Carte portale missionnaire montrant une arme de jet kipinga des azande (à droite). - Couteau de jet Kipinga, inv. 15272, Collections artistiques ULg

 

Mais ce que l’histoire ne dit pas, c’est que cette arme coûteuse n’appartenait en général pas à son porteur mais à son «roi». Perdre ou endommager l’arme aurait exposé le guerrier à de nombreux ennuis, et s’il passait outre, s'il lançait l’arme, cela aurait eu comme inconvénient qu'il se retrouverait désarmé au milieu du champ de bataille. Autant dire que leur fonction était avant tout d’impressionner l’autre camp.

La statuaire

Si l’armement déchaîne l’enthousiasme des Européens de la fin du 19e (au point que de fausses armes africaines de collection furent produites dès cette période), la statuaire est loin d’engendrer une telle admiration. Ainsi, quand Paul Belloni Du Chaillu essaya d’acheter une idole des Aponos au sud Gabon en 1861, il indiqua:

«Quand on me l’apporta, je la trouvais si massive, si lourde et en même temps si grossièrement indécente que je fus obligé de la refuser.»

Même lorsque les auteurs jugent digne de consacrer plusieurs volumes à une culture spécifique, ils sont souvent plutôt dubitatifs sur les talents des Africains.
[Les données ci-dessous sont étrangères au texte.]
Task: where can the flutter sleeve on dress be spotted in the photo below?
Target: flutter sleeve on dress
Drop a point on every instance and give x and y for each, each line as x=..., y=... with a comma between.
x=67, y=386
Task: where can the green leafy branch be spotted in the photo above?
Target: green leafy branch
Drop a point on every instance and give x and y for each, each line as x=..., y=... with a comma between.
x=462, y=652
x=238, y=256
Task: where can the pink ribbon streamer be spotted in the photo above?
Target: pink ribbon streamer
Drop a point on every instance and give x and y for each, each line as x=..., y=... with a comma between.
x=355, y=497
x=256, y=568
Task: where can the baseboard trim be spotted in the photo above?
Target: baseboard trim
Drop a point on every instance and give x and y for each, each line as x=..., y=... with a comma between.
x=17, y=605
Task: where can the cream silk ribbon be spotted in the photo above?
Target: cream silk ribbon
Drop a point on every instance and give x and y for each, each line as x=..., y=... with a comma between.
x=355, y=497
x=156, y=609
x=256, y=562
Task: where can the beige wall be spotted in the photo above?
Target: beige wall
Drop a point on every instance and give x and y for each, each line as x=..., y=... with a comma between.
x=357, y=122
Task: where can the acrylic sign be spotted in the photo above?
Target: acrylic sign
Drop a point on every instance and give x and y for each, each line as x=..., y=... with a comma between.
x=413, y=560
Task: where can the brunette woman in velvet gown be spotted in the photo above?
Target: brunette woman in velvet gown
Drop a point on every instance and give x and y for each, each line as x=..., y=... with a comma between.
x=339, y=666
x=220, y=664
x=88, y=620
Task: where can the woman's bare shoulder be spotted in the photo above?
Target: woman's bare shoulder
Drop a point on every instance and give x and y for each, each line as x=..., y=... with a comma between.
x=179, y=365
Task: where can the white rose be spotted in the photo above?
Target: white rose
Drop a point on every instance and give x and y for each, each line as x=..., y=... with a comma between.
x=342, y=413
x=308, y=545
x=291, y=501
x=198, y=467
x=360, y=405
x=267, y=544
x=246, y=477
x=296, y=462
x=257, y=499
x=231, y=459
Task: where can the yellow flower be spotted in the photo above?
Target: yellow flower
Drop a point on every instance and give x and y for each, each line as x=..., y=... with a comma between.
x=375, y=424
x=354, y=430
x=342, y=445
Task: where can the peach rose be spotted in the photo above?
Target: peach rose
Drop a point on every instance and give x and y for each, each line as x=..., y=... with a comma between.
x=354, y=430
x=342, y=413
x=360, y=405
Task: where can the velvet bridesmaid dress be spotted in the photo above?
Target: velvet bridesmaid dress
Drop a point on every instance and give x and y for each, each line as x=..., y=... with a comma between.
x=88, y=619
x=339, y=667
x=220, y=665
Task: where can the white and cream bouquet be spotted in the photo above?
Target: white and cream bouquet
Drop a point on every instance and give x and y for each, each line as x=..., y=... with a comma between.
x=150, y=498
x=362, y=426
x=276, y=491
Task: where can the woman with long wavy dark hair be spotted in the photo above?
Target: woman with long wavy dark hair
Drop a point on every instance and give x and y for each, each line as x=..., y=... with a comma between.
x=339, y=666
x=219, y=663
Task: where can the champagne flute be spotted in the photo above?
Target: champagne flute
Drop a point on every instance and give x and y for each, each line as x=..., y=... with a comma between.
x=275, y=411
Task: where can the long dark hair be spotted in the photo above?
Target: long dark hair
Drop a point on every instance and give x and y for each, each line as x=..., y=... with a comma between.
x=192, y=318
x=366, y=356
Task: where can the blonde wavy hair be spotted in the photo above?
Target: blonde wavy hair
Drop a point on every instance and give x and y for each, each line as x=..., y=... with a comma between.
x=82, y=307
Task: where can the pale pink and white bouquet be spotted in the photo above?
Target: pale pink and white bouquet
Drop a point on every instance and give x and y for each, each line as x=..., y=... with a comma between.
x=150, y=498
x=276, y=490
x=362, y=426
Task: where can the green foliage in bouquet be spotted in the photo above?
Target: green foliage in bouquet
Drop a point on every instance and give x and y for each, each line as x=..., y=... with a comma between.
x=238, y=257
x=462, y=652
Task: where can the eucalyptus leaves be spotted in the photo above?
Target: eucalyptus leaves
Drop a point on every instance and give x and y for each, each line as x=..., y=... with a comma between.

Le Père Colle, dans sa monographie sur Les Baluba (Congo Belge) publiée en 1913 indique :

«On ne peut soutenir que nos Baluba sont des artistes qui créent des chefs-d’œuvre. Néanmoins ils se distinguent des autres peuplades nègres environnantes par des produits plus nombreux et mieux faits. C’est l’enfance de l’art, mais il y a de jolies naïvetés. [...] On peut dire que les peuplades voisines donnent des productions encore plus grossières que nos Baluba.»

Les sculptures sont malgré tout ramenées en nombre dès la fin du 19e. Elles sont collectées avant tout pour leur aspect de curiosités scientifiques et non pour leur valeur esthétique. Elles sont pour la société européenne de l’époque l’illustration même de ce que Stanley écrivait : des objets tout droit sortis du Monde Perdu, une sorte de survivance de la préhistoire, mais aussi une justification de l’importance et de la nécessité de l’aide que nous étions censés devoir apporter à l’Afrique.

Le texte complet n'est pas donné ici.